Painter watched them head down the hall. It was not an unpleasant sight. As they disappeared around a corner, the worries settled back over his shoulders.

He reached to a file on his desk and slipped out the top photo inside. It was the last picture taken of Amanda, smiling next to her husband, one hand supporting her belly, protective, proud.

Painter stared harder at the picture, noticing for the first time the edge of fear in her eyes, the way she leaned close to her husband, almost sheltering herself. Even the arm clutched around her partner’s waist clung a bit too tightly.

What were you so scared of, Amanda?

11:59 P.M. East Africa Time

Cal Madow mountains, Somalia

The needle sank into Amanda’s belly, delivering a burning sting of anesthetic. Her fingers dug into the thin sheets of the hospital bed. She watched it all, refusing to look away.

Her hospital gown had been pulled up over her stomach, exposing her swollen belly and protruding navel. A privacy sheet covered her from the waist down—not that they’d spared her from any indignities up to now.

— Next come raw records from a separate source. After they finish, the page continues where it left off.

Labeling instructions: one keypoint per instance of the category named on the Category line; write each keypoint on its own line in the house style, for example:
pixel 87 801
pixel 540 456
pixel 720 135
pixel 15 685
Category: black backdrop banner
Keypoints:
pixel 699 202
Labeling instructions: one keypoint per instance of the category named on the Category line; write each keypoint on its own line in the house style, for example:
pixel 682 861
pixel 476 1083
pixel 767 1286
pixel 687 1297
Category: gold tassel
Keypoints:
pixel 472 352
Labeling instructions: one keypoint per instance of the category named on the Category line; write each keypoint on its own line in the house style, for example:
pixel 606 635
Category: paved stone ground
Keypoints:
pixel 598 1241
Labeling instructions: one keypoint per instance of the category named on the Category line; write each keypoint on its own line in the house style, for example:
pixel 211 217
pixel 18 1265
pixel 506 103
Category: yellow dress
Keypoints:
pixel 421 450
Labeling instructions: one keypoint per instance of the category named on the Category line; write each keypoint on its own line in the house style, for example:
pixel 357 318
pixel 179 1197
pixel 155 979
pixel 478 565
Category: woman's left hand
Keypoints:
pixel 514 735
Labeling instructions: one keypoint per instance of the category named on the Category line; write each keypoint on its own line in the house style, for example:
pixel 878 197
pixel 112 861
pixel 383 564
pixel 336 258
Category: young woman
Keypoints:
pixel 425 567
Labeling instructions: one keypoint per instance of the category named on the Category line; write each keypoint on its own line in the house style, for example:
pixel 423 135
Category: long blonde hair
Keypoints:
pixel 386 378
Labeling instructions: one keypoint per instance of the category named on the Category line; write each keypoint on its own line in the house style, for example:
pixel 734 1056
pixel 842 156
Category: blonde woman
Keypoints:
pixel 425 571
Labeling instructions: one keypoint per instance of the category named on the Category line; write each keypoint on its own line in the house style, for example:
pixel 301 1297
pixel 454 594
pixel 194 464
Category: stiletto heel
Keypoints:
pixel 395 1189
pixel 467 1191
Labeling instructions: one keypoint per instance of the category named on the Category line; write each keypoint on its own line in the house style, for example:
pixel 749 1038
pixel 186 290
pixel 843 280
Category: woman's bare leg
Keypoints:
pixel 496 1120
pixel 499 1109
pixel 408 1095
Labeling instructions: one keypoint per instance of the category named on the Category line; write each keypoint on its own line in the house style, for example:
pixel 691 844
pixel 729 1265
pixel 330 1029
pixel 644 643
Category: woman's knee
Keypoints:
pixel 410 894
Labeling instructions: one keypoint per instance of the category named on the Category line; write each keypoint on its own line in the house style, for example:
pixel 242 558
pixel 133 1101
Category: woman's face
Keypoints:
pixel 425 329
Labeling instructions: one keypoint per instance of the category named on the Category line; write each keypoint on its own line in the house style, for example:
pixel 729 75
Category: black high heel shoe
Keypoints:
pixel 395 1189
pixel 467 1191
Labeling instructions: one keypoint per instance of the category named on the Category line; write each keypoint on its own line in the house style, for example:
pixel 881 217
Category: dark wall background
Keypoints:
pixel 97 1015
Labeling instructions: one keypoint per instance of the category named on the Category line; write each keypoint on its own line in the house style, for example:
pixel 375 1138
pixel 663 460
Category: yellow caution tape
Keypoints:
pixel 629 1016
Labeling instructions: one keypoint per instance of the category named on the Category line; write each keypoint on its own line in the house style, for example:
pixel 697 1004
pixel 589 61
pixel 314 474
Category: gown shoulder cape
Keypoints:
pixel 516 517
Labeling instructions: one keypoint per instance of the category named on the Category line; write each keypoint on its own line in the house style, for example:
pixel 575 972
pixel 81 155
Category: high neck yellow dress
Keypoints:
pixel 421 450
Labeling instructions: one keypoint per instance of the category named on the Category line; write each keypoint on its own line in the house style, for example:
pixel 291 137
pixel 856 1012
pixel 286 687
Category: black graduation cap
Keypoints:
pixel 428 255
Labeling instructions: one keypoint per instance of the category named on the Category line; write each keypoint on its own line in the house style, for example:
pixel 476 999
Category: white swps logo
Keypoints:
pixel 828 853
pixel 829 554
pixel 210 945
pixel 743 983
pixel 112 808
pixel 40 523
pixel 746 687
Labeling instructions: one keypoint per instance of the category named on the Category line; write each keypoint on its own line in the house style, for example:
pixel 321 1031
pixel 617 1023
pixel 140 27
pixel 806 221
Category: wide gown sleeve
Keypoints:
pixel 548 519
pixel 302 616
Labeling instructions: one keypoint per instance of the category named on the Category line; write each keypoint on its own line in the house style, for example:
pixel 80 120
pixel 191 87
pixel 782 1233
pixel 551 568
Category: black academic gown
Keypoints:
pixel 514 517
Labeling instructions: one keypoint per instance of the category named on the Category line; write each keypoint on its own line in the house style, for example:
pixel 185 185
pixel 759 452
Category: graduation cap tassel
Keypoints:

“That should numb her well enough, Dr. Blake,” the tall blond woman said, disposing of the used syringe in a red sharps container. She had a slight German accent, maybe Swiss.

“Thank you, Petra.”

The British doctor patted Amanda’s arm. Like his nurse, he wore scrubs—but rather than the typical blue, his were old-fashioned, solid white. “We’ll be done in a few minutes, and you can get some rest for the night. I know it’s been a long day.”

The pair left to finish final preparations for the procedure.

Amanda had no choice but to wait in the bed. She kneaded her belly, reassuring herself and the child inside. She noted the leather restraints hanging from the rails. It frightened her that they hadn’t bothered to tie her down. It demonstrated their unflagging confidence in the security surrounding the cabin.